The statistics track crimes nationwide from the beginning of April last year to the end of March this year.
According to stats for Mitchell’s Plain’s Eastridge police station, common assaults increased 5.5% from 1 574 to 1 661 cases; sexual assaults dropped 24%, from 87 to 66 cases; malicious damage to property cases went up 1.8% from 1 028 to 1 047 cases; contact-related crimes (a category that includes arson and malicious damage to property) increased 1.2% from 1055 to 1068 cases; illegal possession of firearms and ammunition decreased 12% from 275 to 243 cases; and drug-related crime dropped 29.5% from 4 940 to 3 475 cases.
Thestation’smurders climbed 5.7% from 140 to 148 cases.
Lentegeur police station has 32 more murders than it did last year, an increase of 84.2%. There were 38 murders last year and 70 this year.
Attempted murders increased by 85.7% from 56 to 104 cases.
Robbery with aggravating circumstances jumped 14.2%, from 402 cases to 459.
Carjackings went up 10% from 60 to 66 cases.
Drug-related crimes dropped 26.4%, from 2 805 cases to 2 064.
In Strandfontein, murders more than doubled, from 4 to 10 cases. Sexual offences went from 17 to 20 cases. Drug-related crime is down from 349 to 220 cases, a 37% drop. Burglaries at homes dropped 38% from 205 to 128 cases.
Mitchell’s Plain station commander Brigadier Cass Goolam said drugs and gangs were never the area’s biggest challenges.
“The biggest challenge is the community’s attitudes. They have this dream there will be a policeman in front of every house. They expect other people to parent their children, including the police.”
There was a “great denial” in the community about the “scourge of drug abuse”, he said.
“It is always somebody else’s child and not their child.”
While it was announced this week that the army would stay deployed to Cape Flats gang hotspots until March next year, Brigadier Goolam said the real answer to gang violence lay in the community’s hands.
“The supply of manpower to gangs is allowed by parents. The issue of gangsterism should never be tolerated. It should be treated with the contempt it deserves.”
Mitchell’s Plain Community Police Forum chairman Abie Isaacs said partnership policing was key in the fight against crime.
“The community has a pivotal role to play by starting to identify the perpetrator, the drug runners, the shooters and the abusers.”
The departments of Education and Social Development were now on board with a truancy programme to ensure pupils were at school, off the streets and not joining a gang, he said. Other government departments needed to do their bit as well.
“Overcrowded houses, school drop-outs, unemployment and poverty were contributing factors toward crimes,” he said.
Lentegeur CPF chairman Byron de Villiers said being eighth on the country’s list for drug-related crime meant nothing if the problem was constantly ignored.
“SAPS are doing their best, but we still need more involvement from them. We won’t see much change if there is no collective approach from stakeholders,” he said. “The community is wanting change and we can build on that. We can’t do it by ourselves.”

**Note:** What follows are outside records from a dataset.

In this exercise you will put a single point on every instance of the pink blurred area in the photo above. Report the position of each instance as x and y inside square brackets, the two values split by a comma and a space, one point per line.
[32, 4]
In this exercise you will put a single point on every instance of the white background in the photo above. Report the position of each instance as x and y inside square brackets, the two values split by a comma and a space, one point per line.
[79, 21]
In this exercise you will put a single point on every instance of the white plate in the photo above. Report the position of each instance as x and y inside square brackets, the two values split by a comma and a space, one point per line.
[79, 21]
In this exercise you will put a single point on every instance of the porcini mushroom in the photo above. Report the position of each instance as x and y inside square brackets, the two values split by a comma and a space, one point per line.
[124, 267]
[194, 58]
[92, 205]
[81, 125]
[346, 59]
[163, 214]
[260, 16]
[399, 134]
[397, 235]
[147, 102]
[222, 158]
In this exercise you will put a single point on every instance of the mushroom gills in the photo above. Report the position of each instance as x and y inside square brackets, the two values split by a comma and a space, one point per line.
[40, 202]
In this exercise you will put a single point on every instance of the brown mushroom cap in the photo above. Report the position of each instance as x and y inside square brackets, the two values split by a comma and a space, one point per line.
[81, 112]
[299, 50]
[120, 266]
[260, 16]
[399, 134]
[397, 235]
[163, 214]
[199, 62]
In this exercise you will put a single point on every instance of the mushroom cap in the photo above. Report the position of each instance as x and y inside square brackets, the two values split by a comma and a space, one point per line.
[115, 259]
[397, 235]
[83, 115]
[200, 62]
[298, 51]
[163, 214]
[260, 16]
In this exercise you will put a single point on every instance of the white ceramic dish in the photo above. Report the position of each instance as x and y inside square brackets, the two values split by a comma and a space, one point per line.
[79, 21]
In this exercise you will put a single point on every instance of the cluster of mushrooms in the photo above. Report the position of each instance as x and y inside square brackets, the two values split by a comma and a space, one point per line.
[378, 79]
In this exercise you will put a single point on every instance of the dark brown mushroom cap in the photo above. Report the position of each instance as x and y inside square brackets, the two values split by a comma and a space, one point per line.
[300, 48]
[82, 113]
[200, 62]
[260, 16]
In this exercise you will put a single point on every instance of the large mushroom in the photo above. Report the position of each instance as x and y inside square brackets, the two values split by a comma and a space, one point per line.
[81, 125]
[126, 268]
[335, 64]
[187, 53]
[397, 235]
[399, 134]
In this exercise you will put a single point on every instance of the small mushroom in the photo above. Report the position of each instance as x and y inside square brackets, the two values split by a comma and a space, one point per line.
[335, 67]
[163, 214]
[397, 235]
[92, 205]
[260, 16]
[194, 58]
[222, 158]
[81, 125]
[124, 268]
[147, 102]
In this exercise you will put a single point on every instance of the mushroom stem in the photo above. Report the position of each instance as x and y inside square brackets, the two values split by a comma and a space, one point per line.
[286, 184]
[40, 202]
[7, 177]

Strandfontein station commander Captain David Malong said that while overall crime in the area had dropped markedly, the spike in murders was “unfortunate”.
“The contact crime increased by seven cases which are gang-related. The sexual offences increased by three cases. Sometimes these cases happen in the homes with victims and perpetrators known to each other.”
He added: “We must strengthen our community structures and be more specific about informing the community about crime, and building a relationship with the public.”